There was some verisimilitude in the march. The people clutched palm fronds (imported from Florida; a few more years of climate change and New York may be growing its own). And yes, there was a donkey heading up the parade, and a native Bronx donkey at that, rented for the occasion from the Equestrian Center in Pelham Bay Park. The church's pastor, Rev. Thomas Fenlon, books one every year. Most of them have been big enough for a middle-school kid to sit on; this time they sent over a beast the size of an Irish wolfhound. But no matter — he was adorably cute and well-behaved, and ablly supported a fearless and frolicking little girl.

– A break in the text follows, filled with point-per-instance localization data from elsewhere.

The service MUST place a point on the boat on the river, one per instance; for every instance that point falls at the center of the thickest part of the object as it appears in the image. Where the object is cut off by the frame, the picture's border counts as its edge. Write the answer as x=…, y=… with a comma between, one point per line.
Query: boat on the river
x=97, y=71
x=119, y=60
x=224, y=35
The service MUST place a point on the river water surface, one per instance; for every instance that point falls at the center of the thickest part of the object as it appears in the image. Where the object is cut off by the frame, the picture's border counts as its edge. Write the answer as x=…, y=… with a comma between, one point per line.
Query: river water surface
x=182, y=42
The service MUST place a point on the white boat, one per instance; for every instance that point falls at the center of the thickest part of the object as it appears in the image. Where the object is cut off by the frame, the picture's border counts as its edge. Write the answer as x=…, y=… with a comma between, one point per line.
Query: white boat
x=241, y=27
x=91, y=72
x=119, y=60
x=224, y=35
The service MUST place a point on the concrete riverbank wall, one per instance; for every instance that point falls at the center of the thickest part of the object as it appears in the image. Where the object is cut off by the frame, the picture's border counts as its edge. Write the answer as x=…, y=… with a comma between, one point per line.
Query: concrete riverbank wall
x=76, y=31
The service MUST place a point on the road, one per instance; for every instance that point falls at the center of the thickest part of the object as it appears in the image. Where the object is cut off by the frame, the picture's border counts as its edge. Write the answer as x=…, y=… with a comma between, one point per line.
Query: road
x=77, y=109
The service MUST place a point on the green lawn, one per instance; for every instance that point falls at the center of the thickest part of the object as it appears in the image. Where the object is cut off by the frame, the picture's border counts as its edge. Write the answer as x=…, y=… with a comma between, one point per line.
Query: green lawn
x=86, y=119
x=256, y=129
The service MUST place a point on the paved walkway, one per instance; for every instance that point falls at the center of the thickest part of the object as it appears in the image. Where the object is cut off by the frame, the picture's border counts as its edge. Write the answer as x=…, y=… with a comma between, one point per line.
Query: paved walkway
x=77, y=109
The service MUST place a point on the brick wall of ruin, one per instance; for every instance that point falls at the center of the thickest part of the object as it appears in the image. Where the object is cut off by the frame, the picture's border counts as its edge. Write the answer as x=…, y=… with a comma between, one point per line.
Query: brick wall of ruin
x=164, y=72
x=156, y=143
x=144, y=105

Father Fenlon told his congregation this was a "bilingual donkey," qualified to march both in the Spanish procession and in the English one that preceded it. His light-hearted words evoked the Biblical story of Balaam's ass, the talking donkey, recorded in chapter 22 of the Book of Numbers. The donkey rebukes his master for mercilessly beating him: "What have I done to you?" he pleads. "Am I not your own beast?"

Perhaps the donkey and the child had a conversation too. "If Jesus was a king, why didn't he ride a powerful white horse instead of a pack-animal like me?" "I don't know, donkey." "Nobody got it then, dear, and nobody gets it now."

As the procession made its way the half-mile up Webster Avenue to the church, the marchers shook their fronds and sang lustily: "¡Hosanna!" "¡Alabaré!" "¡Viva Jesús el Rey!" Cars pulled up to the priest, unmistakable in his red robes; he gave the drivers a palm and a prayer. High above the street, in the towering public-housing projects, tenants leaned out their windows and waved. Curious customers poured out of the bodegas and the liquor stores, some of them joining the crowd for a block or two with their bags of soda and chips or a pint of E&J brandy ("Easy Jesus," they call it here) in their pockets.

Hosanna!

After the people had entered the church, their mood abruptly changed. In the Catholic liturgy of Palm Sunday, the procession is followed by the Gospel account of Jesus' trial and execution. The reading is done in oratorio fashion, with a narrator, the priest or deacon as Jesus, various individual speaking parts, and the congregation as the chorus.

When the trial of Jesus reached its climax and the befuddled Roman governor Pilate asked what the crowd wanted him to do with this guiltless man, the entire church roared out, "Crucify him! Crucify him!" — as lustily as they'd sung "Hosanna!" just minutes before.

"Liturgy" in Greek means "the work of the people." It's not performance, it's participation. It's not the Great White Way, it's just the Way.

On Palm Sunday, it's real-time immersion in the unchanging fickleness of human nature, and no million-dollar musical can match it.